Los
castillos proliferaron en Europa a partir del siglo IX tras la
descomposición del Imperio carolingio y la fragmentación del poder
político, como respuesta a la amenaza de las invasiones.
Los
distintos señores levantaron sus castillos, desde los que
controlaron y protegieron tierras y siervos, colisionando con otros
nobles vecinos o incluso con los mismos monarcas en su ambición por
dominar más territorios y recursos. Refugiarse tras los muros de un
castillo, con buenas defensas, hombres y reservas, podía desalentar
al enemigo y, con frecuencia, obligarlo
a replegarse derrotado, a pesar de ser mucho más numeroso.
Con
ello las guerras pasaban, casi siempre, por el intento de toma de las
fortalezas, lo
que suponía iniciar tareas de asedio
y, en respuesta, de defensa, en las que la astucia jugaba un papel
primordial.
Al
principio eran de madera; la
piedra fue incorporándose progresivamente
hasta que, a partir del siglo XI, ya eran todos de este material, lo
que los hacía más resistentes al fuego.
Solían
estar en lo alto de una colina dominando valles y caminos, y siempre
con una fuente de agua. Podían estar protegidos por zanjas o fosos,
con o sin agua.
Dentro
de la muralla (de 5 a 10 metros de alta) había una torre central
(torre del homenaje), residencia noble, y a sus pies estaban los
establos, los almacenes, las fraguas y las viviendas de sirvientes y
soldados (casi todos de madera), así como el imprescindible pozo.

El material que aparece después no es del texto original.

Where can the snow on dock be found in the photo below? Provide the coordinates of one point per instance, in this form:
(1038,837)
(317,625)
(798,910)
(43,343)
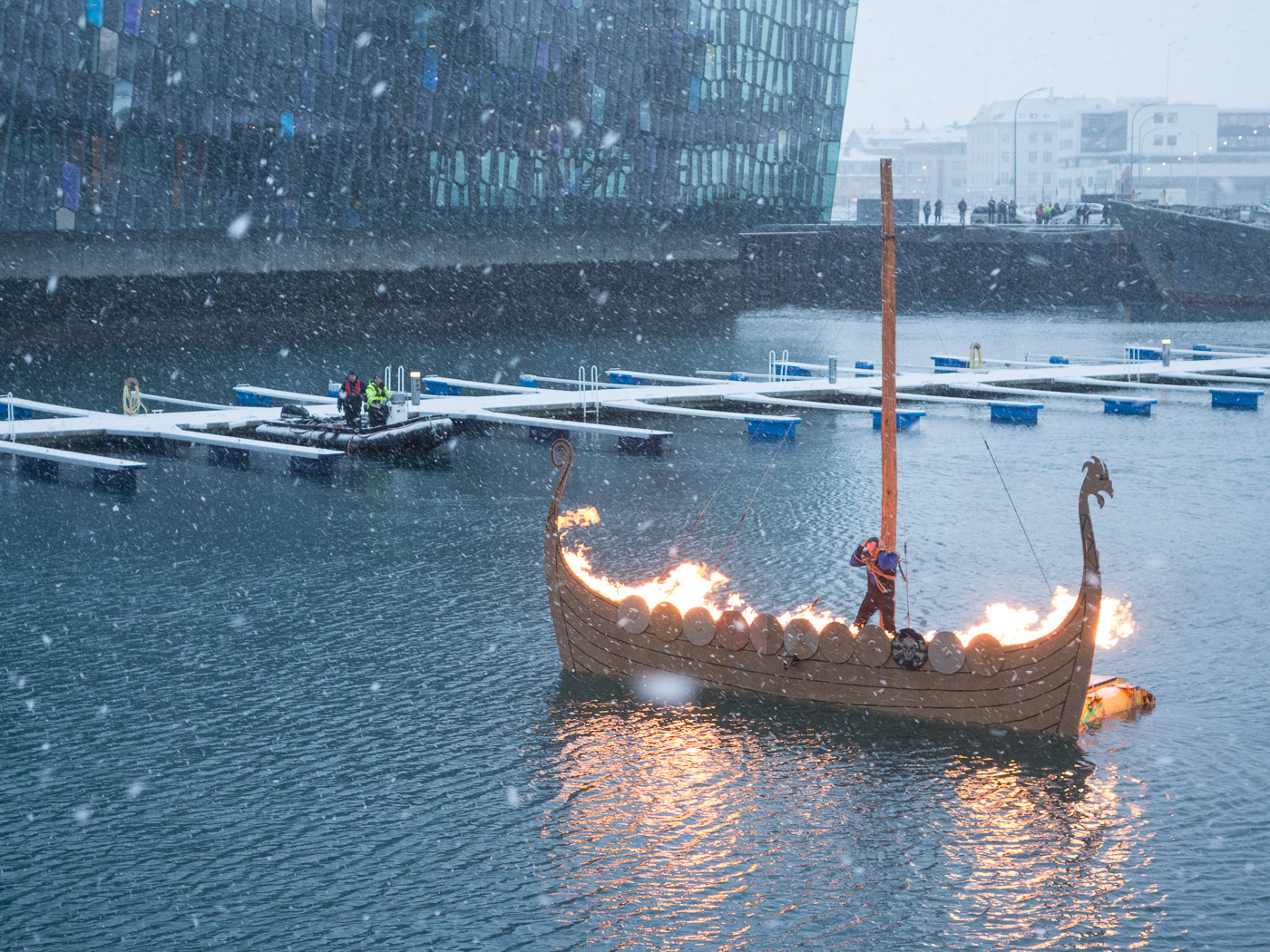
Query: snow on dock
(552,406)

Una gruesa puerta protegida por una doble empalizada, a la que podía
accederse mediante puente levadizo, era el único acceso al recinto.
Con
los años, y sobre todo tras las experiencias de las Cruzadas, los
castillos se fueron haciendo más grandes y sus defensas mejoraron.
Ante
el riesgo de un asedio se limpiaba y excavaba el foso, se
talaban árboles para impedir que sirviesen al enemigo como camuflaje
o madera
y se evacuaba a toda población cercana con sus bienes, tras destruir
sus infraestructuras.
Las
murallas se reforzaban con nuevos parapetos y salientes que ampliasen
los ángulos de tiro y la visión sobre sus bases, al
tiempo que se acumulaban en ellas taludes de tierra inclinada que
facilitasen el lanzamiento de objetos
desde la altura sobre los atacantes y sus máquinas (piedras,
líquidos y productos ardientes, flechas...) y dificultasen la
excavación de minas.
También
se reforzaba la puerta con rastrillos, muros y zanjas y se preparaban
las catapultas
defensivas, que debían tratar de destrozar la maquinaria de los
enemigos.
Asimismo
se preparaban para hacer incursiones
nocturnas por sorpresa,
con el fin de inutilizar las máquinas de guerra atacantes.
Intentar vencer por hambre
Los
asediadores, por su parte, trataban de lograr la rendición en un
primer momento por métodos disuasorios y poco costosos, fuese
prometiendo respetar vidas y bienes si se rendían los defensores o,
en caso contrario, amenazando con el exterminio, el soborno, el
ataque nocturno por sorpresa, el
apresamiento a traición de enviados enemigos en conversaciones de
paz, el envenenamiento de las aguas, etc.
Obviamente,
tenían
prisa por conquistar el castillo; no sólo por ahorrar costes, sino
para evitar la aparición de epidemias
–tan frecuentes en la época a causa del hacinamiento de la tropa–
o la llegada de ayuda para los asediados.